Con l’obiettivo “di rendere ancora più solida la struttura patrimoniale e finanziaria del Gruppo, nonché di avere le risorse adeguate per cogliere tutte le opportunità di mercato in ambito internazionale – sottolinea quindi la nota – il Consiglio di Amministrazione ha deciso di proporre all’Assemblea di riportare l’utile di Mediaset SpA a nuovo, riservandosi peraltro di esaminare nuovamente la decisione nella riunione del Consiglio di Amministrazione del 25 luglio 2019 e, nel caso, di sottoporre a un’eventuale nuova Assemblea la proposta di distribuzione di dividendi dalle riserve disponibili”.

Questi i principali dati di bilancio approvati dal Consiglio di Amministrazione.

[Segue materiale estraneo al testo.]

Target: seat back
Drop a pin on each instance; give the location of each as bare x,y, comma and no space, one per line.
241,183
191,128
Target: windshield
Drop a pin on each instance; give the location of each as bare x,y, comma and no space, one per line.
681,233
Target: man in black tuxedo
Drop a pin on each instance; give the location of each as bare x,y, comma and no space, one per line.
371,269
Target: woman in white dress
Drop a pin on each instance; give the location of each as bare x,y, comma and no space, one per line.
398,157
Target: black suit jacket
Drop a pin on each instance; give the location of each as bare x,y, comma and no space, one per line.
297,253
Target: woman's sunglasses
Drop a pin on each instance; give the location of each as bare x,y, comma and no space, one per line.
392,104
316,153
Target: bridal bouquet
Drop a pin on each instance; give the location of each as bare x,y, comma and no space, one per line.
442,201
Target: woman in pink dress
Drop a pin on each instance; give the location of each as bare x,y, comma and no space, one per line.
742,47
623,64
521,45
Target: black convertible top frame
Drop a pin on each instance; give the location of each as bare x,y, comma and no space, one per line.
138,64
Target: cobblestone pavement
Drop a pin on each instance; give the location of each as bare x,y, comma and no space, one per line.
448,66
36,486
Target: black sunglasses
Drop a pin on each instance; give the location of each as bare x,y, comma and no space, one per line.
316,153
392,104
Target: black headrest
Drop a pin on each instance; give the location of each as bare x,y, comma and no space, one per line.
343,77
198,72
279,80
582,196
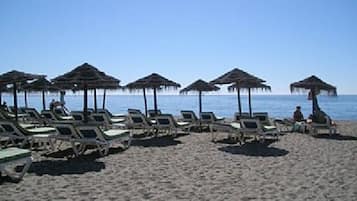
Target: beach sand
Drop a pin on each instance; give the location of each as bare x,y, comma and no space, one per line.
191,167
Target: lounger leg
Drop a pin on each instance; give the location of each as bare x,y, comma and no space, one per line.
18,176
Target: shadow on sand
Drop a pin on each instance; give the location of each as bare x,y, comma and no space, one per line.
79,165
89,154
160,141
255,148
335,137
226,141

I ricavi netti ammontano a 3.401,5 milioni di euro rispetto ai 3.550,1 milioni di euro del 2017. In particolare, i ricavi in Italia si sono assestati a 2.421,4 milioni di euro rispetto ai 2.555,3 milioni di euro dell’anno precedente. In Spagna sono stati pari a 981,6 milioni di euro rispetto ai 996,3 milioni del 2017. Significativo in entrambi i Paesi l’impatto della raccolta pubblicitaria. In Spagna, dove il contesto economico è stato positivo, Mediaset España conferma la propria leadership di mercato con ricavi lordi pari a 963,6 milioni di euro rispetto ai 969,7 milioni di euro dell’esercizio precedente. In Italia, dove invece il mercato pubblicitario nel 2018 ha chiuso in negativo a -0,2% (calo che si aggiunge al -1,9% registrato nel 2017), i ricavi pubblicitari televisivi lordi di Mediaset sono cresciuti in controtendenza dai 2.095,4 milioni di euro del 2017 ai 2.112,2 milioni di euro. Di conseguenza, la quota di mercato Mediaset del 2018 in Italia è aumentata ulteriormente raggiungendo il 39,0% rispetto al 38,3% dell’anno precedente, centrando così con due anni d’anticipo i target indicati al mercato nel piano Mediaset 2020 presentato a Londra.

I costi totali (costo del personale, altri costi operativi, ammortamenti e svalutazioni, escludendo gli impatti nel 2018 derivanti da svalutazioni e accantonamenti dei diritti pay) sono calati in Italia a 3.165,1 milioni di euro rispetto ai 3.323,6 milioni di euro del 2017 (-4,8%) pur includendo gli investimenti per i Mondiali di Calcio. Calano del 3,5% anche i costi totali in Spagna (da 750,9 del 2017 a 724,7 milioni di euro) pur a fronte di analoghi investimenti per i Mondiali.